Through this research a total of 15 National Occupational Standards and Essential Skills Profiles will be revised or developed to better prepare jobseekers, including young Canadians interested in electricity to transition into the electricity sector. Occupations to be covered include:

  • Electrical Engineering Technician/ Technologist
  • Power Protection and Control Technician/ Technologist
  • Power Systems Operator
  • Solar Photovoltaic Installer
  • Power Station Operator
  • Wind Turbine Technician
  • Geothermal Heat Pump Installer
  • Solar Thermal Installer
  • Utilities Project Manager
  • Heat Pump Designer
  • Small System Designer (Solar)
  • Energy Storage Technician
  • Smart Grid Specialist
  • 2 additional occupations TBD

The labour market intelligence gathered during the research will examine current occupations or job functions facing change or requiring re-skilling or up-skilling, including specialized courses such as arc flash training in Vancouver that bolster safety competencies, as well as entirely emerging occupations that will require specialized skills.

This project is funded in part by the Government of Canada’ Sectoral Initiative Program and supports its goal to address current and future skills shortages through the development and distribution of sector-specific labour market information.

“Canada’s workforce must evolve with the changing economy. This is critical to building the middle class and ensuring continued economic growth. Our government is committed to an evidence-based approach and is focused on helping workers to gain valuable work experience and the skills they need for a fair chance at success. By collaborating with partners like Electricity Human Resources Canada, we can ensure that we are empowering workers today, and planning for the jobs of tomorrow.” – The Honourable Patty Hajdu, Minister of Employment, Workforce Development and Labour

“By encouraging the adoption of new technologies and putting in place the appropriate support for workers, Canada can minimize both skills shortages and technological unemployment. A long-term strategic and national approach to human resource planning and training is therefore critical to ensuring that we continue to maintain the level of growth, reliability, safety and productivity in the system – with a workforce that is truly inclusive and diverse.” – Michelle Branigan, CEO, EHRC.
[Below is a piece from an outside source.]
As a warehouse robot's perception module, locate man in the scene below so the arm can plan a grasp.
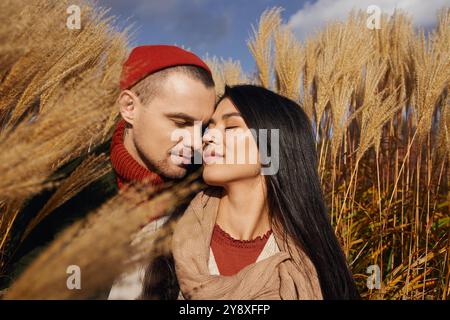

“The accelerated pace of change in our sector, including advancements in technology and innovation will also have a huge impact on our workforce. We need to anticipate what those impacts will be so employers, employees and job seekers alike can respond to the changing structure of the sector and future job opportunities.” – Jim Kellett, Board Chair, EHRC.

About Electricity Human Resources Canada

EHRC helps to build a better workforce by strengthening the ability of the Canadian electricity industry to meet current and future needs for a highly skilled, safety-focused, diverse and productive workforce by addressing the electrical safety knowledge gap that can lead to injuries.